Marco Rubio Plans to Offer EITC Replacement

Senator Marco Rubio, R-Fla., plans to introduce legislation that would provide a replacement for the Earned Income Tax Credit in the form of a “wage enhancement.”

In a speech last week marking the 50th anniversary of the “War on Poverty” of the Lyndon B. Johnson administration, Rubio—a possible contender for the presidency in 2016—discussed the impoverished background of his parents, who emigrated to the U.S. from Cuba. He pointed out that poverty is still a major problem in the U.S., but contended that the problem stems more from lack of mobility in society than from income inequality. Rubio rejected the Obama administration’s call for raising the minimum wage, but instead suggested a number of reforms, including replacing the Earned Income Tax Credit.

“We should pursue reforms that encourage and reward work,” Rubio said in a speech last Wednesday. “That’s why I am developing legislation to replace the Earned Income Tax Credit with a federal wage enhancement for qualifying low-wage jobs. This would allow an unemployed individual to take a job that pays, say, $18,000 a year—which on its own is not enough to make ends meet—but then receive a federal enhancement to make the job a more enticing alternative to collecting unemployment insurance.”

Rubio noted that his proposal would allow single taxpayers to benefit from the “wage enhancement,” which the EITC often does not allow.

“Unlike the Earned Income Tax Credit, my proposal would apply the same to singles as it would to married couples and families with children,” said Rubio. “It would also be a preferable means of distributing benefits since it would arrive in sync with a monthly paycheck rather than a year-end lump-sum credit.
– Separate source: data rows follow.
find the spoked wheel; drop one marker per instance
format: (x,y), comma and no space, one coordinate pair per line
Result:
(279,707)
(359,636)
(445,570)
And it’s a better way of supporting low-income workers than simply raising the minimum wage.”

Rubio claimed his proposal would be able to avoid fraud and abuse, a frequent problem with the EITC that has led the Internal Revenue Service to require paid tax preparers to complete a Form 8867 due diligence checklist when clients claim the EITC, or else face a $500 penalty.

“Of course, the enhancement will be highly targeted to avoid fraud or abuse, and the amount will depend on a range of factors,” said Rubio. “But we know that by promoting work over dependence, this reform would increase workforce participation in struggling communities and, in turn, would have numerous social, economic and cultural benefits to areas hardest hit by the Great Recession.”

Rubio also called for skills training for workers who are stuck in low-wage jobs, as well as a “Flex Fund” that would streamline most of the existing federal anti-poverty funding into a single agency that would then transfer the Flex Funds each year to the states so they could design and fund their own initiatives to address the factors behind “inequality of opportunity.”